After a final configuration is achieved, simply print the screen for a permanent
record of the frequency conversion plan and the system components that are responsible
for it. For a record of the filter responses, switch to the graph screen and print
the system amplitude versus frequency.
Rather than spending valuable time running through multiple iterations of input,
output, and LO frequencies to analyze long lists of spur product frequencies, recommend
learning to use the Spur Web chart is highly recommended. The venerable Smith Chart^{3}
revolutionized the solution of impedance computations in the precomputer era and
has been carried over into the computer era via manifestations in many programs.
Hopefully, this reintroduction of the Spur Web chart and a demonstration of its
viability in a computer program will prompt inclusion of the Spur Web chart into
system analysis programs.
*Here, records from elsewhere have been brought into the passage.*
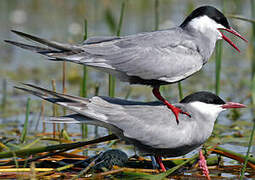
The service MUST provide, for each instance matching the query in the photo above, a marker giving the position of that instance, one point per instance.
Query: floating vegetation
(33, 150)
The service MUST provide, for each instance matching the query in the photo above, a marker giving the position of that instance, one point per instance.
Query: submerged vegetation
(33, 149)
A great service will hence be provided to designers at
a time when work overload is the rule rather than the exception.
Figure 3
Figure 4
1. Spur Web is a trademark of Waypoint Software.
2. A highside LO refers to an LO frequency higher than the input range of frequencies
for a downconversion, and an LO frequency higher than the
output range of frequencies for an upconversion. The converse
is true for a lowside LO.
3. Smith Chart^{™} is a registered trademark of Analog Instruments Company.
Posted March 2, 2007